After a trip to Onondaga County in the spring of 2012, the Buffalo Sewer Authority (BSA) was inspired to begin relieving Buffalo’s combined storm and sewer system as the ‘Save the Rain’ program had done for Syracuse. Sections of porous pavement were installed at Claremont Avenue and Clarendon Street in the city while the BSA brainstormed for green infrastructure improvement opportunities in projects already underway. Although the design phase of the Fillmore Avenue Streetscape project—which did not originally include green infrastructure improvements —began in earnest in January 2012, a meeting the following summer amongst Watts, the BSA and the City of Buffalo Department of Public Works, Parks & Streets (DPW/PS) concluded the new practice would most definitely be a part of the proposed project. The improvements would be incorporated within the project limits on Fillmore Avenue, between North Parade Avenue and East Ferry Street.
Trial and Error:
The BSA proposed curb extensions, or bump-outs, as a means to capture stormwater runoff at every street corner within the limits of the project. Each bump-out would be constructed with porous concrete (see photo to the right) over a layer of stone and would serve as a storage area for all stormwater runoff from the sidewalks, nearby buildings and vacant lots. Once stored, the water would slowly infiltrate back into the surrounding soil. Upon a review of the close proximity, condition and old age of the existing homes and commercial buildings in the corridor, it was determined that the excess water could increase hydrostatic pressure on and cause leakage through existing basement walls. A review of existing utility and infrastructure depths concluded that telephone duct banks, gas lines and existing trolley tracks and track bed would be in conflict with the proposed storage areas. Although the bump-outs became a part of final design, the possibility of storage beneath them was ruled out.

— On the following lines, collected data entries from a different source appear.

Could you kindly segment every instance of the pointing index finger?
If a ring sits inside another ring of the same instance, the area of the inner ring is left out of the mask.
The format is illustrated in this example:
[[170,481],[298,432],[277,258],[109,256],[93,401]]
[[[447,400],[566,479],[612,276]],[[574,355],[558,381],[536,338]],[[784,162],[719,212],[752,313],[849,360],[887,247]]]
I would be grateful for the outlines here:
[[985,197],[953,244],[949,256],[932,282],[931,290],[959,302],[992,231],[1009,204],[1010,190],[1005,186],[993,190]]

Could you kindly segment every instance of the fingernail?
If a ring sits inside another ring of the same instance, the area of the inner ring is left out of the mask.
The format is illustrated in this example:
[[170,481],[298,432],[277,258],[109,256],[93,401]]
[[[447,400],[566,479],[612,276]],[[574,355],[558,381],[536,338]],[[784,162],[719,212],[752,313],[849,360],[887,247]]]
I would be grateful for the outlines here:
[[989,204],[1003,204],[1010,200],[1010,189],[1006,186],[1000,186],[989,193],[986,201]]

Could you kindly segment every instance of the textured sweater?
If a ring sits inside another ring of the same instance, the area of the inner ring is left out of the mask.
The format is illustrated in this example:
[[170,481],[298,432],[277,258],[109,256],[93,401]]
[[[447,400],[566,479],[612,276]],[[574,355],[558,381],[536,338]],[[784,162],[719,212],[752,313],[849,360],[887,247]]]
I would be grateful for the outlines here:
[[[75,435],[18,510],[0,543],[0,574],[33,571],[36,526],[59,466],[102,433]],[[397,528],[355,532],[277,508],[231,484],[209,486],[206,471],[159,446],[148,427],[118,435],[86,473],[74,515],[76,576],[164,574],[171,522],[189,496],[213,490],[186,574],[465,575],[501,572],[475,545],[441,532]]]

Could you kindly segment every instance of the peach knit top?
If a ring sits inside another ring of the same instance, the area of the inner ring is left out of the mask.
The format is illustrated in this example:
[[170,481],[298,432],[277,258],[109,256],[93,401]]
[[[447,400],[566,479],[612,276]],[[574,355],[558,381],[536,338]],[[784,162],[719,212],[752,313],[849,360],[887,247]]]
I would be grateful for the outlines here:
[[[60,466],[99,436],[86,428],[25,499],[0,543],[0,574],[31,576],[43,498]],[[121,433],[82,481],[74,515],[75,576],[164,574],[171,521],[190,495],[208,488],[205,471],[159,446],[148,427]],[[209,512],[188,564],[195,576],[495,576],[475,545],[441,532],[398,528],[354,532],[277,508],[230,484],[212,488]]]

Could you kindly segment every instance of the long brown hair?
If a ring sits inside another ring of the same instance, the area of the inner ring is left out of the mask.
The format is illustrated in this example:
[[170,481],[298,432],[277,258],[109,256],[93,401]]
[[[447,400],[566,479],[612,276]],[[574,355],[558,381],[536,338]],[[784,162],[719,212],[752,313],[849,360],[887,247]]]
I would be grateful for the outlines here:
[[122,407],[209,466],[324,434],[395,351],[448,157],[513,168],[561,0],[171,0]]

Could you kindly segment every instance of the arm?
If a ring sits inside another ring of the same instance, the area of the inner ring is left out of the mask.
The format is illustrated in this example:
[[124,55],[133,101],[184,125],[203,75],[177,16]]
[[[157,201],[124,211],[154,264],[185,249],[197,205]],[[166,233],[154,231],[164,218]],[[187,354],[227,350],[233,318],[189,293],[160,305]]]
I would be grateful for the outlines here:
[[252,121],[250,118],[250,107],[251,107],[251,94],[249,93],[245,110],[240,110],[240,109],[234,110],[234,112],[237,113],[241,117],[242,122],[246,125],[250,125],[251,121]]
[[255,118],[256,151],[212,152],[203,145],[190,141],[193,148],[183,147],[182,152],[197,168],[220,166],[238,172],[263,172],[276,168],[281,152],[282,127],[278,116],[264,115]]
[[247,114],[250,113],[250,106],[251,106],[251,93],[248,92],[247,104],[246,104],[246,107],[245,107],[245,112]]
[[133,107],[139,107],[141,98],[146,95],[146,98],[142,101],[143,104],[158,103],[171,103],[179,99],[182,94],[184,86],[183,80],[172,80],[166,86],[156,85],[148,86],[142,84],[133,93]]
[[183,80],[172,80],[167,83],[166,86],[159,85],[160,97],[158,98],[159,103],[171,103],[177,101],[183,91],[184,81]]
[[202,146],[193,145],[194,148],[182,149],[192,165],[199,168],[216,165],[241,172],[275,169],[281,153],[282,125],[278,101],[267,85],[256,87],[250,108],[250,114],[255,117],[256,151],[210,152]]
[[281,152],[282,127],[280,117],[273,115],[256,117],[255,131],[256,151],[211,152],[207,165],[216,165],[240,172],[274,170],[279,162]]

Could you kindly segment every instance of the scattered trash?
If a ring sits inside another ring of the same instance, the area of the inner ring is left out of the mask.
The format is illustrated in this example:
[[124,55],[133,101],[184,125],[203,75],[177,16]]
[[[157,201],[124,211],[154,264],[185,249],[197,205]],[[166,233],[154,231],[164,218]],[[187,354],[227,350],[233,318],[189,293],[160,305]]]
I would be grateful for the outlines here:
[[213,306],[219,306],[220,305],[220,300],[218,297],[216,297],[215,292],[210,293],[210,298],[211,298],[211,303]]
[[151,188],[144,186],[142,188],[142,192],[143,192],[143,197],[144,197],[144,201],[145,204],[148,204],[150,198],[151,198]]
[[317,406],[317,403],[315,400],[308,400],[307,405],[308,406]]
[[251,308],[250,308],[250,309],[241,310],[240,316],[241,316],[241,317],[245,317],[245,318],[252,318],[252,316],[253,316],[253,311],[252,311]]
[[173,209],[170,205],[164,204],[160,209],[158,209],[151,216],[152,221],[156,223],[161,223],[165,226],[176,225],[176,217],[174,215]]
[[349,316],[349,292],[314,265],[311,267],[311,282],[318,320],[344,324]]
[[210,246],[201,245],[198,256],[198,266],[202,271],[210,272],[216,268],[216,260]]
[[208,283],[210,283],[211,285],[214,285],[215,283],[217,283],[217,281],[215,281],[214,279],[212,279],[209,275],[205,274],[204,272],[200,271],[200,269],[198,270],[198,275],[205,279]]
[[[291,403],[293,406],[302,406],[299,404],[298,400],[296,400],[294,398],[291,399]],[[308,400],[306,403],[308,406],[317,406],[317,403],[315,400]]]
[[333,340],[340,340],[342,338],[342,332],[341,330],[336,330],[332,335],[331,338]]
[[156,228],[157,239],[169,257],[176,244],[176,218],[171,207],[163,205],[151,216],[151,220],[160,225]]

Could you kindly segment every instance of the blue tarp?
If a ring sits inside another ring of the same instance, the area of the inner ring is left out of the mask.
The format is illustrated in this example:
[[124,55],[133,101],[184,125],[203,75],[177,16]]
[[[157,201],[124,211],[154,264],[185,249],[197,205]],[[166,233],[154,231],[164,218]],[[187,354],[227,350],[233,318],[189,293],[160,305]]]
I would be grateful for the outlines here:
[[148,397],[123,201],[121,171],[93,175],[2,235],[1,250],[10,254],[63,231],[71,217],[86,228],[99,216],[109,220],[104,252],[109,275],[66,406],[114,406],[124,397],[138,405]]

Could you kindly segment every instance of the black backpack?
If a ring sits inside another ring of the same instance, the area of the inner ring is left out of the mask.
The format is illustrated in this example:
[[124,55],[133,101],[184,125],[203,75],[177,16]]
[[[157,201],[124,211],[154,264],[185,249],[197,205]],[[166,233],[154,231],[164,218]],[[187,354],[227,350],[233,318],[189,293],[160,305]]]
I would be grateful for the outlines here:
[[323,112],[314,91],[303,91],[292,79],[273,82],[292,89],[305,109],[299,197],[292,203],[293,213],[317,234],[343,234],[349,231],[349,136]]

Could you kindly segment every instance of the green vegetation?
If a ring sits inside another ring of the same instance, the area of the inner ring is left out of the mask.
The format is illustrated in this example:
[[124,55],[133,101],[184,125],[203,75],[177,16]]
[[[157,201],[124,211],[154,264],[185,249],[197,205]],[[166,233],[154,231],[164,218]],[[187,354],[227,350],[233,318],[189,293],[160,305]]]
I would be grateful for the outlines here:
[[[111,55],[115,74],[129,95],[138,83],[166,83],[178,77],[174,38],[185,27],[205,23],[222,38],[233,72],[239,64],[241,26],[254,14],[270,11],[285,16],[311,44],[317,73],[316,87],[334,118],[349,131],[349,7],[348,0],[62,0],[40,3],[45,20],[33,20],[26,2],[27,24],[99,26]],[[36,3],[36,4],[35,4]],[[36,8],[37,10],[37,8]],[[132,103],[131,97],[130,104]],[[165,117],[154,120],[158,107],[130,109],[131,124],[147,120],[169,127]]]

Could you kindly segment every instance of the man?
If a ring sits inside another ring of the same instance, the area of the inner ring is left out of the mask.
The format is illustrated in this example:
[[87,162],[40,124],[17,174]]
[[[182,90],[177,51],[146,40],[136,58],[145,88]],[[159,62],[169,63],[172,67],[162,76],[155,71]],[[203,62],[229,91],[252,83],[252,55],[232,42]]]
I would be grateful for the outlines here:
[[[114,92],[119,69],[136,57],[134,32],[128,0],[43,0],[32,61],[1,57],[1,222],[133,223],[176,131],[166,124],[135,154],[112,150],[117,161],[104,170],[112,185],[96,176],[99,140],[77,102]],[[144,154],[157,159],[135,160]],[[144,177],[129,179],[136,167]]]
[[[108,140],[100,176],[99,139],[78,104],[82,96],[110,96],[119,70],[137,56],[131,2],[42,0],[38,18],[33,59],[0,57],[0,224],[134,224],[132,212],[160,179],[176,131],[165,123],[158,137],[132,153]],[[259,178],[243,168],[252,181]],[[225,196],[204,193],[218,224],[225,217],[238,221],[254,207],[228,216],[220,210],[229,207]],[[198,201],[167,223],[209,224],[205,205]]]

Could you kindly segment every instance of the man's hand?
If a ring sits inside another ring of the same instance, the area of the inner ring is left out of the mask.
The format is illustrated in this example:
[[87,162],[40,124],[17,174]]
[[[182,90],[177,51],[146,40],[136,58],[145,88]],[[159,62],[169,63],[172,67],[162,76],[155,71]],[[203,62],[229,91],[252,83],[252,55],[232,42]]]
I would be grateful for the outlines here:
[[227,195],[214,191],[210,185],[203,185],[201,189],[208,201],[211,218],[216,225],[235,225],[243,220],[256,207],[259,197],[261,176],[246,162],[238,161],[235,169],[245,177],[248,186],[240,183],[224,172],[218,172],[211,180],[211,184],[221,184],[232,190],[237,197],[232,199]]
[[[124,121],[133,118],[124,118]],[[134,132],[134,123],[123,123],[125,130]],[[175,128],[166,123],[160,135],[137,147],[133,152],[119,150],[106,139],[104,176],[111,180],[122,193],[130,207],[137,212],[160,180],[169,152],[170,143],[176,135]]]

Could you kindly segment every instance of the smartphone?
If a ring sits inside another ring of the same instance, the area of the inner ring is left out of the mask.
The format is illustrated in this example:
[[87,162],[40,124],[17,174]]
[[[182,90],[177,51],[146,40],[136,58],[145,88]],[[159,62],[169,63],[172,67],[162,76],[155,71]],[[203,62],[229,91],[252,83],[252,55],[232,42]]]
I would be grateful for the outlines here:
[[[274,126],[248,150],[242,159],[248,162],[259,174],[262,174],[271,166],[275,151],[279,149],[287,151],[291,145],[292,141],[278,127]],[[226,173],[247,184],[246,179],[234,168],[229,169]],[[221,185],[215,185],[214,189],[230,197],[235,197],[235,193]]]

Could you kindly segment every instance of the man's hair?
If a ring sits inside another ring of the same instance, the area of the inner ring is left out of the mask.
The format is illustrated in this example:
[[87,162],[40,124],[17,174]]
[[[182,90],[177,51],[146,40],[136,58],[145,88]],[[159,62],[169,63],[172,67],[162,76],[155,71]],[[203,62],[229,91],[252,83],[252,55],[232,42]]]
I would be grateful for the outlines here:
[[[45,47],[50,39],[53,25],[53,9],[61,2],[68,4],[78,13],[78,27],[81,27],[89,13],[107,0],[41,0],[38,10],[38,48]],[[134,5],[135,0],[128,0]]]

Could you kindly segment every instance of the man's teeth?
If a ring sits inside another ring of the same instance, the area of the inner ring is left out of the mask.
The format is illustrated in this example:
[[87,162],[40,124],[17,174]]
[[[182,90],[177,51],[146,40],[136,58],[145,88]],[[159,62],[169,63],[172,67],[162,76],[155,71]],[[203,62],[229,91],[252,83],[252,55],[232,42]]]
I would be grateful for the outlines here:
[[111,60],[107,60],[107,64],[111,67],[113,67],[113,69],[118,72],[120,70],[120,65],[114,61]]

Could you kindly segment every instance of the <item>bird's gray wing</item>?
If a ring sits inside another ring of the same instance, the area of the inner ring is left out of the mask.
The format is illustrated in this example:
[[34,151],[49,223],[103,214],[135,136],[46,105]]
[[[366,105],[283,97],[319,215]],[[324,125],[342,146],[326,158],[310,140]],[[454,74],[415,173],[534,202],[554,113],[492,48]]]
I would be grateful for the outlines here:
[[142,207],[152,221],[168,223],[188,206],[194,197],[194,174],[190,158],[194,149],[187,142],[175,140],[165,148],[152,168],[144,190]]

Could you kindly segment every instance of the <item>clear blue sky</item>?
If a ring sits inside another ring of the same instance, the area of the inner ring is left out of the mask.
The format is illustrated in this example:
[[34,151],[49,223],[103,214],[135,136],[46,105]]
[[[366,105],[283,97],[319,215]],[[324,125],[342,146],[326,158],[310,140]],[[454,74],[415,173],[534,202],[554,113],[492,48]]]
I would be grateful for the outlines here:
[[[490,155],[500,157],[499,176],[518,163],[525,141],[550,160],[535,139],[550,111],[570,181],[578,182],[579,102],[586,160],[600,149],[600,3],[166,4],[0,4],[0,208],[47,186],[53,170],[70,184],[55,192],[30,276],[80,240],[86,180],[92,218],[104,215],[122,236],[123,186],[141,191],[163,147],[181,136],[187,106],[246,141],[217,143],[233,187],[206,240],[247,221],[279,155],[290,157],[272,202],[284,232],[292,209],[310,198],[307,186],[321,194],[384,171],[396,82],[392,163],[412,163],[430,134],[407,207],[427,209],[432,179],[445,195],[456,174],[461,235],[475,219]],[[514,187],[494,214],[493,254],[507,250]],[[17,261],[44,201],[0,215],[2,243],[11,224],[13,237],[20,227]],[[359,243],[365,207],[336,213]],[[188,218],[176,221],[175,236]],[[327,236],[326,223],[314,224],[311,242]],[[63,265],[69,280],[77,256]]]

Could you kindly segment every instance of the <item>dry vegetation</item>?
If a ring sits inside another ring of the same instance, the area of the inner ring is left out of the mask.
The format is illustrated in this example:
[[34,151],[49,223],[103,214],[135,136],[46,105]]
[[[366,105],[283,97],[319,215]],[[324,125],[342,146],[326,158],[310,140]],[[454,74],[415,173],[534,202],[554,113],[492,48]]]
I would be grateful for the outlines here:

In order to replace on-street parking spaces lost to accommodate bump-outs, the project included two new off-street parking lots located on vacant parcels owned by the City. The parking lots were constructed similar to the proposed bump-outs described above. All stormwater runoff is directed to the low-points of the parking lots, surfaced with permeable asphalt-concrete pavement. The water is then collected beneath the permeable pavement—as exemplified in the picture to the right—and stored in a layer of stone until it can infiltrate back into the surrounding soil. The storage/infiltration areas are far enough away from existing basements and were laid-out to avoid conflict with underground utilities and other nearby infrastructure.
In addition to the parking lots, several other city-owned vacant parcels within the corridor were enhanced with green infrastructure improvements. Each lot was re-graded to create a low point at its center, as opposed to its boundary at Fillmore Avenue, and it now collects stormwater that would otherwise run off the lot and into the combined sewer and stormwater system. Low-mow grass was specified for planting as it has a deeper root system and holds water well, allowing the lot to absorb more stormwater than the existing landscape while decreasing the amount of required maintenance.